During the course of the year, fear about a world-wide economic slowdown emerged additionally. Initial concerns were raised as early as February, following new US labour market data. January data showed a stronger increase in hourly wages than expected, fuelling expectations of higher inflation. This in turn triggered concerns that the US Federal Reserve might raise interest rates sooner and thereby slow US economic growth.
At the time of writing, the Fed has raised interest rates a total of four times, starting at 1.25 to 1.50 percent at the beginning of 2018, and currently ranging at 2.25 to 2.50 per cent. So far, however, the US economy has remained robust despite losing momentum throughout the year. In Q3, the US economy grew by 3.5 per cent taken over the year as a whole, compared with 4.2 per cent in Q2.
However, higher interest rates indirectly caused disturbances in the emerging markets, as the higher interest range provided a significant boost to the US dollar and thus put numerous currencies in the emerging markets under pressure.
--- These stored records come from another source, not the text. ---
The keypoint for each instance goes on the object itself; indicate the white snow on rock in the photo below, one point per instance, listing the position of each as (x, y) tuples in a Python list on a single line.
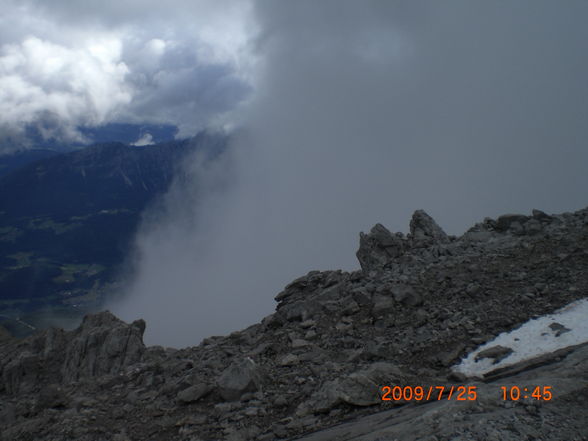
[(566, 327)]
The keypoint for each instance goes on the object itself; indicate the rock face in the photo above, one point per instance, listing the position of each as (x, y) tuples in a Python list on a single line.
[(101, 345), (420, 302), (425, 231)]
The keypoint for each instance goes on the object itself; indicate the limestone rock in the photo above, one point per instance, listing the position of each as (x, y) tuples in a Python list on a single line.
[(378, 248), (194, 393), (103, 344), (425, 231), (240, 377)]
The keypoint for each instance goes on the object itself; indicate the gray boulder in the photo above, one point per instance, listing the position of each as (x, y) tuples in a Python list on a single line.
[(424, 230), (240, 377), (378, 248)]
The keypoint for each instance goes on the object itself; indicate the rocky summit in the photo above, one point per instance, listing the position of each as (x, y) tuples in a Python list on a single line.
[(317, 368)]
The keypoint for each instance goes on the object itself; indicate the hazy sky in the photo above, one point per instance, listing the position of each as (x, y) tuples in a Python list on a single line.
[(349, 113), (67, 64)]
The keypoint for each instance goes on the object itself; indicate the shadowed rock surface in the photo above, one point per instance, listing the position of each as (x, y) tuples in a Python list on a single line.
[(314, 369)]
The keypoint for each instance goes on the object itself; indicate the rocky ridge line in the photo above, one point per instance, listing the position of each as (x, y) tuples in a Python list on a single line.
[(420, 302)]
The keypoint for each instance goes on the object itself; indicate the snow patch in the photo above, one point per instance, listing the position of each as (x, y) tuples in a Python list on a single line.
[(566, 327)]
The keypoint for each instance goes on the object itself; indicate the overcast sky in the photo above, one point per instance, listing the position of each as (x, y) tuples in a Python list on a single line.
[(67, 64), (349, 113)]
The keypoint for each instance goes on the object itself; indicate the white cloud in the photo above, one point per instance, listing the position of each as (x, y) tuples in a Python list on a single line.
[(146, 139), (82, 64)]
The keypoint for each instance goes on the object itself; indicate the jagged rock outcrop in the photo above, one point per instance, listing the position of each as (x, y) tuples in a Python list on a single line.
[(420, 303), (424, 230), (101, 345), (378, 248)]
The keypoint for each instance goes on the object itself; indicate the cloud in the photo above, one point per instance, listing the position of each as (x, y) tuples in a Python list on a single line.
[(141, 62), (144, 140), (363, 112)]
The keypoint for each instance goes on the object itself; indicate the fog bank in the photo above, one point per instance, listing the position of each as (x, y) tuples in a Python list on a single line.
[(363, 112)]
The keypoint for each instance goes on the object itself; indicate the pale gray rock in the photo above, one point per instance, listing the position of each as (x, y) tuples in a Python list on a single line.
[(102, 344), (380, 247), (424, 230), (240, 377)]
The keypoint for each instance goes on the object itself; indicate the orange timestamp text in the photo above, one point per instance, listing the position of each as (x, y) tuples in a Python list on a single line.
[(427, 393)]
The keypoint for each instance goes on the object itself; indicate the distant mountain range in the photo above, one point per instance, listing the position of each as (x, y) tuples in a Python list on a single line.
[(67, 221)]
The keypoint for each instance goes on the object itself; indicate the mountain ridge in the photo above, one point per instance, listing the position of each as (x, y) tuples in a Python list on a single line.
[(419, 304)]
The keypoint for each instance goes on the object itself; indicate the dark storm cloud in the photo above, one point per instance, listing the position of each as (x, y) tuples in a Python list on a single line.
[(362, 113), (87, 64)]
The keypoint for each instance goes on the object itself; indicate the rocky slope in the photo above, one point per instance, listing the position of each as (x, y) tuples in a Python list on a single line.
[(314, 370)]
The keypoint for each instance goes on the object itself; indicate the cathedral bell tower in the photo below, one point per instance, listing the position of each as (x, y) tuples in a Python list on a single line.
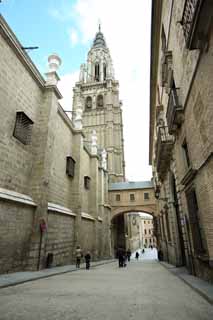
[(97, 94)]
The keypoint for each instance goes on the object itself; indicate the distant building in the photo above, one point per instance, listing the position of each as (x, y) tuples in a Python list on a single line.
[(97, 95), (147, 230)]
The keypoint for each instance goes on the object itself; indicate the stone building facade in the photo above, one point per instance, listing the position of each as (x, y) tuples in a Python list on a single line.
[(127, 200), (140, 231), (53, 185), (181, 131), (97, 94), (147, 231)]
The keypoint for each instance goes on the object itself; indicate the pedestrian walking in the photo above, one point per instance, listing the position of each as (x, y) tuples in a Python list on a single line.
[(78, 255), (121, 257), (87, 260), (128, 253)]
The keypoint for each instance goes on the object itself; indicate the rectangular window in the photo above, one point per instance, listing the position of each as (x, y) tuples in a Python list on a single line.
[(23, 128), (132, 197), (146, 196), (87, 182), (197, 232), (168, 227), (70, 167), (117, 197), (186, 153)]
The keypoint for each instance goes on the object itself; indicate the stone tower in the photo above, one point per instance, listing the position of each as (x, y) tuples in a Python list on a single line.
[(97, 94)]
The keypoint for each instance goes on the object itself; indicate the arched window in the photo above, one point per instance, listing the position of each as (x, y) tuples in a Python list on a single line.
[(97, 72), (104, 70), (88, 104), (100, 101), (163, 40)]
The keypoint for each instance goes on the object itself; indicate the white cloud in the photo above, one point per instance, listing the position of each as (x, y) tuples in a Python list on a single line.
[(126, 27), (73, 37)]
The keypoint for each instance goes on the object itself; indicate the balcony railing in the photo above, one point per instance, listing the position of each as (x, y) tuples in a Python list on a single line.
[(196, 20), (174, 114), (164, 147)]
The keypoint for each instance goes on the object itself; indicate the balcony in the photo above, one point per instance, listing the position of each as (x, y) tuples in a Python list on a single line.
[(174, 114), (196, 21), (164, 148)]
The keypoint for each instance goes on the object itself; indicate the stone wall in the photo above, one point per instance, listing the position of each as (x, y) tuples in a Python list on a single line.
[(60, 238), (15, 232), (38, 170), (192, 73)]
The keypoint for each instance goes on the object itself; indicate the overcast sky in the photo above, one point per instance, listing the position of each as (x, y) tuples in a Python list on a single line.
[(68, 28)]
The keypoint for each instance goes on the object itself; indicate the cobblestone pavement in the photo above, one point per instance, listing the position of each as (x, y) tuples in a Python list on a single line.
[(143, 290)]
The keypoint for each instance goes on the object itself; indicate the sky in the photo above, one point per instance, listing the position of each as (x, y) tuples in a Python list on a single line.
[(68, 27)]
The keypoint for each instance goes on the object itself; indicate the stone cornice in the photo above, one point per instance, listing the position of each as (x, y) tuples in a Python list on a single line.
[(58, 208), (55, 89), (66, 119), (87, 216), (16, 196), (155, 39), (16, 46)]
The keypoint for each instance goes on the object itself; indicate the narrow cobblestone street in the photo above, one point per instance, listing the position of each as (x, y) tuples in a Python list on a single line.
[(143, 290)]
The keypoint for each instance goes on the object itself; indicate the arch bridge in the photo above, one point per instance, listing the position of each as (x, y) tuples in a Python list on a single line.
[(128, 197)]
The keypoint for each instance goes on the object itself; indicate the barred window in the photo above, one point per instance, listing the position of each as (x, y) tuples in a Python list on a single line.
[(118, 197), (132, 197), (23, 128), (70, 167), (87, 182)]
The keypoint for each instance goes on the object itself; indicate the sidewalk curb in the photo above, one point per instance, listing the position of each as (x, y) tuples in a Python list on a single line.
[(194, 288), (15, 283)]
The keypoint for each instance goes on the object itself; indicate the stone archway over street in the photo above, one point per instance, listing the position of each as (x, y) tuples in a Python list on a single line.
[(126, 197)]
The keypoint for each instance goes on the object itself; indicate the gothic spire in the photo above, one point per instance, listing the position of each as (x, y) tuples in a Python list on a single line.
[(99, 40)]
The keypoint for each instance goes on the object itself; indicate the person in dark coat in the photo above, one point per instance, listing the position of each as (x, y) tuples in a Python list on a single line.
[(136, 255), (121, 257), (87, 258), (128, 253)]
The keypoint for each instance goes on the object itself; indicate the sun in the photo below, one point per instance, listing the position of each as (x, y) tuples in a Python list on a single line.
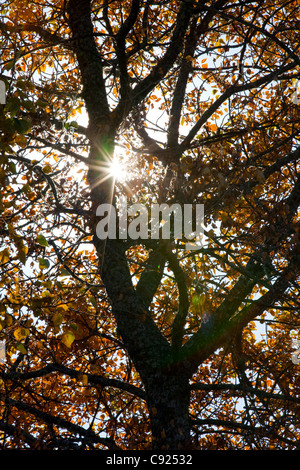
[(117, 169)]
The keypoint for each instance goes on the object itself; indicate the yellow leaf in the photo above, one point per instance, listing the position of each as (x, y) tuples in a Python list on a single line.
[(68, 338), (4, 256), (21, 333), (83, 378), (57, 319)]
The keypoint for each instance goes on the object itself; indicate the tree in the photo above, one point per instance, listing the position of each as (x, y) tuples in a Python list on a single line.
[(141, 343)]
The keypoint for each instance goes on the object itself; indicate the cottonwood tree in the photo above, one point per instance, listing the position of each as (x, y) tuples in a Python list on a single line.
[(143, 343)]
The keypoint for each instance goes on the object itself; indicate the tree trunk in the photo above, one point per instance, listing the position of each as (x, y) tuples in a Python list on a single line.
[(168, 399)]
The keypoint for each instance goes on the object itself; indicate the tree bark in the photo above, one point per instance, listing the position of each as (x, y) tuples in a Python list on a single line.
[(168, 398)]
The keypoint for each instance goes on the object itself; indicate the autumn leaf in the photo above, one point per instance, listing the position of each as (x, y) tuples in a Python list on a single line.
[(67, 338)]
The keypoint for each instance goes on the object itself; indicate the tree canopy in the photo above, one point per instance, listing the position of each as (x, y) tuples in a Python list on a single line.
[(140, 343)]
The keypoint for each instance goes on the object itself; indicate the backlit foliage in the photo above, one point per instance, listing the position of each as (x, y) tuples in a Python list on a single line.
[(200, 100)]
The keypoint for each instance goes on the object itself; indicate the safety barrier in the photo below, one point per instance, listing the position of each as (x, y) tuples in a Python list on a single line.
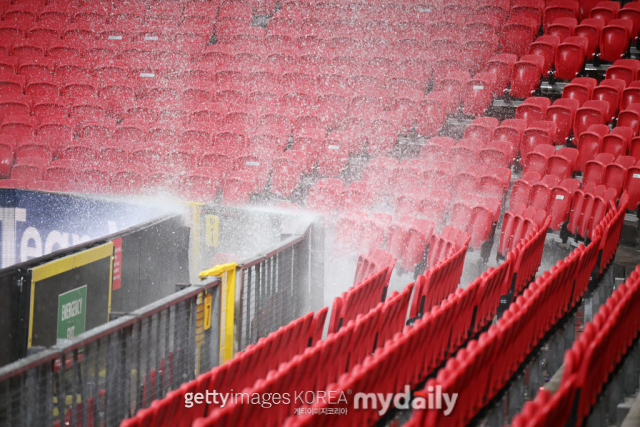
[(241, 372), (440, 280), (499, 353), (117, 280), (590, 362), (416, 353), (372, 263), (359, 299), (104, 375), (270, 289), (315, 368)]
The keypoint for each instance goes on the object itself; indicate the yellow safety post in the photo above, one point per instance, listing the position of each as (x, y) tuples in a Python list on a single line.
[(228, 299)]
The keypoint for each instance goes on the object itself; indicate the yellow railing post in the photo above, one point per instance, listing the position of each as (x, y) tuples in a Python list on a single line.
[(228, 298)]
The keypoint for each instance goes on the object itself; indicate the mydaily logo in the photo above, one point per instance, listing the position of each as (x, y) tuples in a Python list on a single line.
[(430, 398)]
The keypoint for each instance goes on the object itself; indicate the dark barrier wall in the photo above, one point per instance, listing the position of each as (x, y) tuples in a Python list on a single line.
[(70, 295), (14, 315), (149, 259), (154, 258), (37, 223)]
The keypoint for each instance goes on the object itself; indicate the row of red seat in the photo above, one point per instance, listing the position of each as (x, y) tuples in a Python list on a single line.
[(548, 194), (315, 369), (588, 364), (169, 14), (567, 45), (359, 299), (441, 278), (518, 223), (242, 371), (373, 263), (597, 140), (497, 354), (412, 356), (482, 368)]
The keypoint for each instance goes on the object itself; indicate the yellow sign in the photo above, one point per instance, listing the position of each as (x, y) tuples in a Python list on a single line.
[(207, 311), (211, 230), (227, 272)]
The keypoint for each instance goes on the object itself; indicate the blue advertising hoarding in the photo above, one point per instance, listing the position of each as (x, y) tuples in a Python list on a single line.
[(36, 223)]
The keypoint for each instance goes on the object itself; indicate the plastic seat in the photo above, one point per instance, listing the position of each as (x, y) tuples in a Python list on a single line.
[(537, 159), (610, 90), (562, 28), (618, 141), (526, 75), (559, 206), (615, 39), (501, 66), (6, 159), (580, 88), (624, 69), (630, 95), (533, 109), (539, 132), (605, 10), (481, 128), (591, 29), (545, 46), (630, 117), (632, 13), (18, 127), (562, 164), (516, 37), (590, 144), (478, 94), (592, 112), (594, 170), (614, 177), (570, 57), (632, 186), (558, 9), (562, 113)]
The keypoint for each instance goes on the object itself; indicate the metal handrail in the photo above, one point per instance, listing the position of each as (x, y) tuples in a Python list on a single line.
[(55, 352)]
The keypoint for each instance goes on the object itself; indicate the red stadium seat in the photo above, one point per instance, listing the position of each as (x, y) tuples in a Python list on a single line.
[(562, 28), (615, 39), (618, 141), (610, 90), (570, 57), (630, 117), (545, 46), (526, 75), (591, 113)]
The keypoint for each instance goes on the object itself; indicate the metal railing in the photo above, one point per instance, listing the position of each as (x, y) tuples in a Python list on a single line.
[(274, 287), (105, 375)]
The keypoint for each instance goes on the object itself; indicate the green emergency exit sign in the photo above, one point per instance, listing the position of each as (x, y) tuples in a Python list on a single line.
[(72, 312)]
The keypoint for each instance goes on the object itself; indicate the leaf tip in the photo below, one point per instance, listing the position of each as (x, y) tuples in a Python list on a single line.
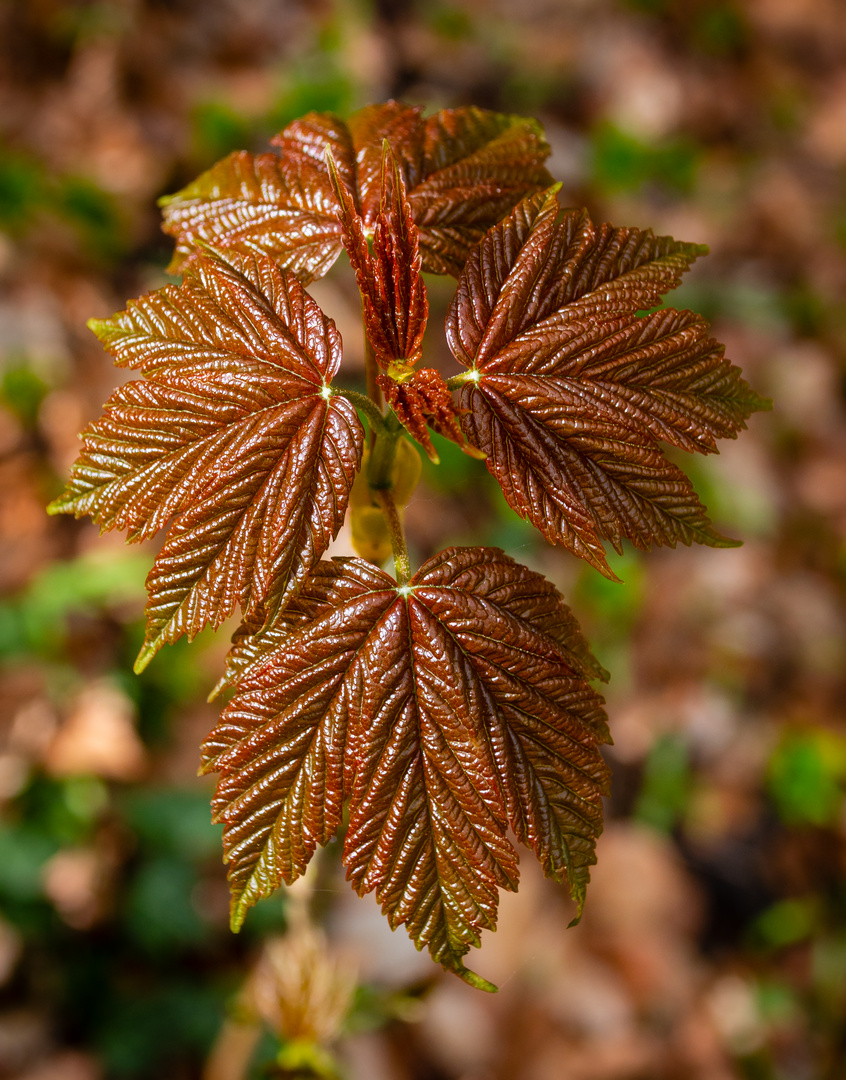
[(58, 505), (148, 651), (98, 326), (475, 981)]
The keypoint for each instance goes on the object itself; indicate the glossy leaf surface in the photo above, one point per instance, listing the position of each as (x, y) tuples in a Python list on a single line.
[(572, 389), (282, 205), (444, 712), (392, 291), (465, 169), (231, 436)]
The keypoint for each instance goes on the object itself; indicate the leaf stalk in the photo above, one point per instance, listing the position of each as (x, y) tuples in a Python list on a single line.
[(402, 566)]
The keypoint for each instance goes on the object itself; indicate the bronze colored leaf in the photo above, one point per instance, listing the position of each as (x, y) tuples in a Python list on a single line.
[(571, 390), (464, 706), (281, 744), (420, 399), (282, 205), (392, 291), (465, 169), (232, 435)]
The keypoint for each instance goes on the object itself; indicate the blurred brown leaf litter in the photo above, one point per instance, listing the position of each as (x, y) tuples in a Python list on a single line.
[(713, 943)]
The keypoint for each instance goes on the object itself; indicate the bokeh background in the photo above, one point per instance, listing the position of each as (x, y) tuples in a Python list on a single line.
[(713, 944)]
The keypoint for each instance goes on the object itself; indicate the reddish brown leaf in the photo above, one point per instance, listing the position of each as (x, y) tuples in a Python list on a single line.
[(282, 205), (464, 704), (232, 433), (281, 744), (419, 399), (569, 389), (465, 169), (392, 291)]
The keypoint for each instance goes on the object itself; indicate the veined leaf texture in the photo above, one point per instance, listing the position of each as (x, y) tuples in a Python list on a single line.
[(442, 707), (444, 711)]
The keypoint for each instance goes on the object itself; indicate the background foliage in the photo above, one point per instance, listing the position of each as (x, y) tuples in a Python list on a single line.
[(713, 943)]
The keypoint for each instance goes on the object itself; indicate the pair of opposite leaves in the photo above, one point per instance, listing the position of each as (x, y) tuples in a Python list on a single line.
[(459, 704)]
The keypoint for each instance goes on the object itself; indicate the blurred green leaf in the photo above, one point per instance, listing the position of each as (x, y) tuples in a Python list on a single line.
[(621, 162), (146, 1033), (666, 787), (36, 620), (24, 849), (23, 189), (175, 821), (159, 912), (786, 922), (806, 777), (22, 391)]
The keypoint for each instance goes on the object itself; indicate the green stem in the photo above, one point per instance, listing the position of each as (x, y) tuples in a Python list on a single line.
[(372, 373), (367, 406), (459, 380), (402, 566)]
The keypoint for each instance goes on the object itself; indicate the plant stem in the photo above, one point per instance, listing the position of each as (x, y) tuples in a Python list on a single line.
[(367, 406), (372, 373), (402, 566), (383, 454), (458, 380)]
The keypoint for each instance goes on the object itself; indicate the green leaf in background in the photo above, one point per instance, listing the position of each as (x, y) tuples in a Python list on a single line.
[(806, 777)]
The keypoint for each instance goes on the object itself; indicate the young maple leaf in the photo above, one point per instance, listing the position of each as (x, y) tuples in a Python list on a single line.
[(571, 389), (231, 434), (444, 712), (392, 289), (280, 204), (395, 309), (465, 169)]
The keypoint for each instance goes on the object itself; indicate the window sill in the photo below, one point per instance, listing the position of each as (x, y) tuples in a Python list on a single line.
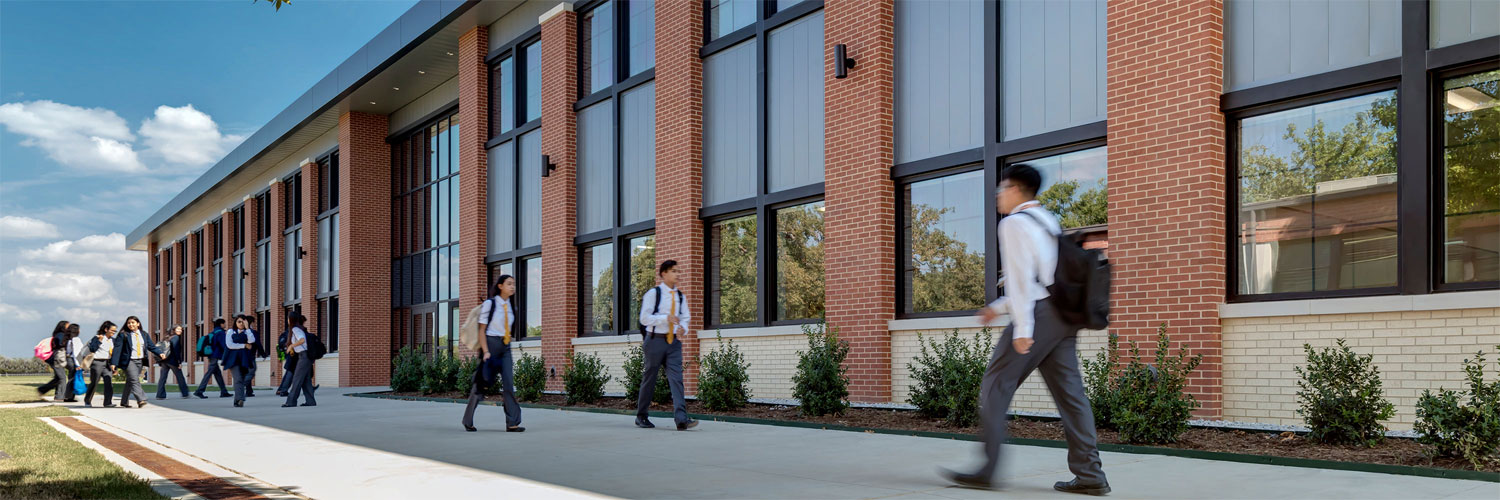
[(1358, 305)]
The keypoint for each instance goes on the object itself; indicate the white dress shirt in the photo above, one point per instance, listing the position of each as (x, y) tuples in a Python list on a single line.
[(1029, 259), (657, 323), (504, 317)]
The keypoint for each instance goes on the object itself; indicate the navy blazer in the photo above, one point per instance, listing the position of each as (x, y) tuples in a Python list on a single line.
[(122, 347)]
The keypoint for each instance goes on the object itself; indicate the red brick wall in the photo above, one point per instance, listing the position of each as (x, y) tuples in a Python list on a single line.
[(558, 192), (1166, 174), (473, 170), (365, 249), (860, 218), (680, 158)]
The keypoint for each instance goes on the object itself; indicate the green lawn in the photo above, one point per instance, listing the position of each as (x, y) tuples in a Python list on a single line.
[(44, 463), (23, 389)]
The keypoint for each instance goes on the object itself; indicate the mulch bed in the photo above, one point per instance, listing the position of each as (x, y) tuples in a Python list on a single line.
[(1289, 445)]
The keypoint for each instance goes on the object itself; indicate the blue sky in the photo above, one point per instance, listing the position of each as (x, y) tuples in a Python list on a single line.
[(108, 108)]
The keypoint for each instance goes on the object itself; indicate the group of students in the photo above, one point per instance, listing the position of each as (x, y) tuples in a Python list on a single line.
[(132, 350), (662, 325)]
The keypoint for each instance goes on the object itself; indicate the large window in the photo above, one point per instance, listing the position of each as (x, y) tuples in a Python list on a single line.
[(425, 237), (1470, 179), (1317, 197), (764, 162)]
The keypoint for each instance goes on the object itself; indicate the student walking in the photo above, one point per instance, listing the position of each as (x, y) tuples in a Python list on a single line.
[(131, 353), (57, 362), (237, 358), (663, 320), (212, 350), (297, 346), (101, 364), (75, 350), (1037, 338), (498, 316), (173, 364)]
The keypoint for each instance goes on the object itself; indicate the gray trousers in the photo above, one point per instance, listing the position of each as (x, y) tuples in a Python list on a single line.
[(300, 380), (657, 355), (182, 382), (99, 370), (132, 382), (485, 376), (1055, 353)]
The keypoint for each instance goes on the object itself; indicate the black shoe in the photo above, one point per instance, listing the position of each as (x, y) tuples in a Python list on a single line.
[(968, 481), (1082, 488)]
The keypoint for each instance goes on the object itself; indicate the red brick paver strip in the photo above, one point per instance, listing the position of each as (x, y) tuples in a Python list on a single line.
[(191, 478)]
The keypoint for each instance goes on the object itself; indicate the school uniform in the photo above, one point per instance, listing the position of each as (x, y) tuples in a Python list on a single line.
[(210, 365), (300, 380), (173, 365), (665, 316), (132, 352), (101, 368), (498, 332), (239, 359)]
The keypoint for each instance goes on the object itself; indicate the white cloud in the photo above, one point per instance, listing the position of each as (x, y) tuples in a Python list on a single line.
[(20, 227), (18, 313), (186, 135), (56, 286), (84, 138)]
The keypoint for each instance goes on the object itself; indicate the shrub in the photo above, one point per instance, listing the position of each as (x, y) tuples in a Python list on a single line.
[(1154, 407), (635, 371), (408, 371), (948, 377), (1454, 428), (531, 377), (584, 379), (1101, 383), (1341, 398), (821, 382), (725, 380)]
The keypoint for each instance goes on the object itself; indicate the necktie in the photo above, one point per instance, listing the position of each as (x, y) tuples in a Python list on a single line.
[(504, 317), (671, 319)]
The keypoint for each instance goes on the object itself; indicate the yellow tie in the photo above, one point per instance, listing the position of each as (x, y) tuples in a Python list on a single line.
[(504, 316), (671, 319)]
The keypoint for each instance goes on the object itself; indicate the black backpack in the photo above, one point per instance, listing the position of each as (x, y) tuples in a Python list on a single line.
[(657, 305), (1080, 286)]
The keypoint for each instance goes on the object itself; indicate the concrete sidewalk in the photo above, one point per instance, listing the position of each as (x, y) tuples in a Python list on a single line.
[(362, 448)]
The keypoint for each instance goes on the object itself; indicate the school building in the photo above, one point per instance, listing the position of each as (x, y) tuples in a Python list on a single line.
[(1260, 173)]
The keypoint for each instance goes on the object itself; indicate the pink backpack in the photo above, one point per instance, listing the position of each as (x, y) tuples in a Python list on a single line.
[(44, 349)]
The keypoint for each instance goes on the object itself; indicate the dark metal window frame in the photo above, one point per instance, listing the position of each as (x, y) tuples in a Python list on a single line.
[(762, 204), (1413, 75), (516, 50)]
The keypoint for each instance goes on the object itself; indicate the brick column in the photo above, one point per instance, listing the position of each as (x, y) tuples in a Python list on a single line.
[(309, 245), (1166, 174), (860, 197), (278, 265), (365, 249), (680, 159), (473, 170), (560, 266)]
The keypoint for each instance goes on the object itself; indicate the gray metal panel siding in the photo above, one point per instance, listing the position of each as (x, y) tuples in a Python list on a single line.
[(936, 87), (1457, 21), (503, 198), (638, 153), (531, 189), (1052, 65), (795, 93), (596, 167), (1272, 41), (729, 116)]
Exacerbated by local economic policy problems, the Turkish lira, the Indian rupee, the Brazilian real and the Argentine peso in particular saw sharp drops.
In addition, economic concerns caused oil prices to drop significantly in the fourth quarter. Within just a few weeks, the prices of the two foremost oil grades Brent and WTI dipped by more than 20 per cent, forcing a reaction from the expanded oil cartel OPEC+, which agreed in December to cut its production by 1.2 million barrels a day until June 2019. Whether this will be sufficient to stabilise the oil market is still uncertain; however, Brent and WTI are clearly leaving the year weaker than they entered it: Brent currently lies at around 53 and WTI at around 45 dollars per barrel (159 litres). At the start of the year, prices lay at 66 and 60 dollars respectively.
Stock markets see shares drop throughout the year
The stock markets have had little to cheer about in 2018, although losses on the US exchanges are comparatively moderate. The Dow Jones is currently down by around seven and a half per cent, and the S&P 500 has already lost 7.7 per cent over the year. The Japanese leading index Nikkei-225 recorded a loss of around twelve per cent so far in 2018. By comparison, the European markets were hit harder. The Euro-Stoxx-50 is ending the year with a minus of around 15 per cent, the Frankfurt DAX is likely to lose around 18 per cent. The Viennese ATX is heading towards a 20 per cent drop.
In 2019, politics will likely continue to have a strong impact on the market, especially since neither the trading dispute nor the Brexit have been resolved so far. Concerns about global economic development also remain, as growth forecasts for the coming year point to a world-wide loss of momentum. Market experts therefore expect the markets to remain volatile in the 2019.
Prognoses are no reliable indicator for future performance.